O processo de fundamentação é outra das fragilidades. O trabalhador tem apenas que notificar o empregador, por escrito, de que não quer transitar para a nova empresa, elencando os seus motivos. “Não está obrigado a fazer prova deles e não está previsto o que é que o empregador pode fazer face à recusa do trabalhador, nem uma resposta por parte da empresa adquirente. Presume-se que seja ou não frágil o argumento do profissional, não vai para a empresa adquirente”, explica a advogada.
 
Outra das questões que deixa dúvidas nesta revisão do Código de Trabalho é a possibilidade de resolução do contrato por parte do trabalhador, após a transmissão,  no prazo de 30 dias subsequentes ao conhecimento dos factos. “Não é claro este prazo uma vez que os 30 dias não são contados após a entrada em funções na nova empresa, mas sim após o conhecimento dos factos que motivam a recusa em transitar para a empresa. Agora imagine que esses factos só ocorrem um ano depois, cabem neste conceito?”, questiona Sandra Silveira antecipando inúmeros problemas decorrentes das fragilidades do documento promulgado que não tem efeitos retroativos e por isso não se aplicará a processos de transmissão anteriores a 20 de março.
 
O que muda
 
Direito de oposição do trabalhador à transmissão
Os trabalhadores passam a poder opor-se à transmissão do respetivo contrato de trabalho, desde que fundamentada. A oposição poderá ocorrer sempre que possa causar “prejuízo sério” ao trabalhador, nomeadamente por “falta de solvabilidade ou situação financeira difícil do adquirente”, ou quando a política da organização do trabalho “não lhe merecer confiança”. 

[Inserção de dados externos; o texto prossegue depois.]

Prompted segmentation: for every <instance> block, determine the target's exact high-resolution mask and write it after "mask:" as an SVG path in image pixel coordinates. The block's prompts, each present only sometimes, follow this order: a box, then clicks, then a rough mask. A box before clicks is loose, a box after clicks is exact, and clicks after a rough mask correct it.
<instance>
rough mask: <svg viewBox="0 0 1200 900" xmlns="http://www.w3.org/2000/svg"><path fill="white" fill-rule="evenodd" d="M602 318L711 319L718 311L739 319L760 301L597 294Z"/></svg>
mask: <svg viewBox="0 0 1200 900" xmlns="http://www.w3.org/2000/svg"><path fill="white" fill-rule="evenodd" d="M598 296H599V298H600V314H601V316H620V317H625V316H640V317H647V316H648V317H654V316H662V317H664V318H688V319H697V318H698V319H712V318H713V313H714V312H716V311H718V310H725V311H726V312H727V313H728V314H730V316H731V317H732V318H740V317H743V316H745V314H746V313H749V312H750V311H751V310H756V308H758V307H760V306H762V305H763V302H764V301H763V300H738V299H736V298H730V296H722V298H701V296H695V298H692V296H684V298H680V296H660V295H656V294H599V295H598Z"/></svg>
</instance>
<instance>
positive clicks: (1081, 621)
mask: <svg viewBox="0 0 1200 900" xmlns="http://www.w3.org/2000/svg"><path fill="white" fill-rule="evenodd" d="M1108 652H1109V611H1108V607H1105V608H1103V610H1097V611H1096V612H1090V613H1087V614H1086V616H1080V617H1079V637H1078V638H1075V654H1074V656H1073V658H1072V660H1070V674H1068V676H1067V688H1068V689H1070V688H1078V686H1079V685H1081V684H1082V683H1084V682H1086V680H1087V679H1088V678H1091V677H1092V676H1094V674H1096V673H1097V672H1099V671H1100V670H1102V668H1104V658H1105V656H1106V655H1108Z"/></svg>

Possibilidade de resolução do contrato pelo trabalhador
A transferência da posição do empregador no contrato de trabalho pode constituir justa causa para o despedimento, sempre que se verifique um dos fundamentos previstos para o direito à oposição por parte do trabalhador. O trabalhador que pretenda resolver o contrato nestes termos tem direito a uma compensação igual à prevista no despedimento coletivo.

Dever de informação
As empresas passam a ter de informar a Autoridade para as Condições de Trabalho sobre a situação de transmissão e o conteúdo do contrato. A informação está disponível para consulta pelos trabalhadores ou seus representante, e está prevista a possibilidade de intervenção da Direção-geral do Emprego e das Relações de Trabalho, nas negociações ou a pedido de qualquer uma das partes.

Responsabilidade solidária
O transmitente passa a responder solidariamente pelos créditos do trabalhador emergentes do contrato de trabalho, da sua violação ou cessação, bem como pelos encargos sociais correspondentes, vencidos até à data da transmissão, cessação ou reversão, durante os dois anos subsequentes.